Cass jumped, clutching his heart with one hand and his hat to head with the other. “Ada,goddamn, don’t scare me like that. Where’d you come from?”
She grinned. “I found you. I was searching for Pansy. She likes to disappear, and it worries the lot of us. Then I saw her skipping away from a man. I confess I panicked a bit, but, then I recognized you. Were you trying to hide behind the statue when Pansy discovered you?” She looked both ways around it. “It’s not entirely substantial. You could do better.”
“I found it to be a perfectly good hiding spot until your sprite of a sister discovered me. I must say, you’ve trained her well. I should secure her to be my governess. Terrifying, she is.”
“I’ve heard all rogues are scared of children.”
“You’re sister’s less child and more force of nature. Everyone should be scared.”
She laughed, throwing her head back and revealing a slender column of throat. His mouth went dry, and he slid around the statue, farther away from her, closer to the wall where the shadows protected him, protected her from him. And she needed protection because he’d never desired to touch a woman’s neck as much as the need to touch hers had shot through him, still thrummed through him. Her laughter sang around him, penetrating the darkness. And then her scent hung in the shadows, too, and she stood so close to him, he felt her heat.

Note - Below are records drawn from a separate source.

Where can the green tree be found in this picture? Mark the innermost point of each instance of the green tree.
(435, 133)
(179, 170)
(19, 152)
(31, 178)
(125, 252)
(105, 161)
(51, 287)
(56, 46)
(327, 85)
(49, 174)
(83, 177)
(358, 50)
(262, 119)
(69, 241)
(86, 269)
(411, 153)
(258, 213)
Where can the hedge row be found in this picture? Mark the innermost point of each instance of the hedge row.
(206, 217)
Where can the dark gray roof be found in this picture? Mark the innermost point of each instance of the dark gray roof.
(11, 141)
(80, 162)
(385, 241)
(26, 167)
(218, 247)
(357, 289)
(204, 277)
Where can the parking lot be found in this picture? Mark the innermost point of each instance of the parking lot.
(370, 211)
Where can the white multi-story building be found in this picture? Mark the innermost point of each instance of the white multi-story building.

“What next?” she asked, her voice a whisper. “Do I hide now?”
“If I had known we were to play sardines, I would have chosen a more confined and less public hiding spot.”
Red rushed into her cheeks faster than onto a lit match.
Damn. Absolute wrong words, those.
“You’re suggesting you would have chosen a spot that required me to join you in seclusion, our… our bodies pressed closely together.” Her gaze skittered away from his, touching every surface surrounding them but him. “Did you say that to shock? To warn me away again?”
Panic rushed through him, urging him to escape their hiding spot. “I do not know why I said it. Habit. I apologize. I… I must depart.”
She took a step back, so she stood partly in the shadows, partly in the sun. “If you wish. Though I will not run from you this time. I think I understand your trick now, for pushing people away.”
Now he felt fire light his cheeks, his neck, glowing embers dropping into his chest to turn his lungs to ash.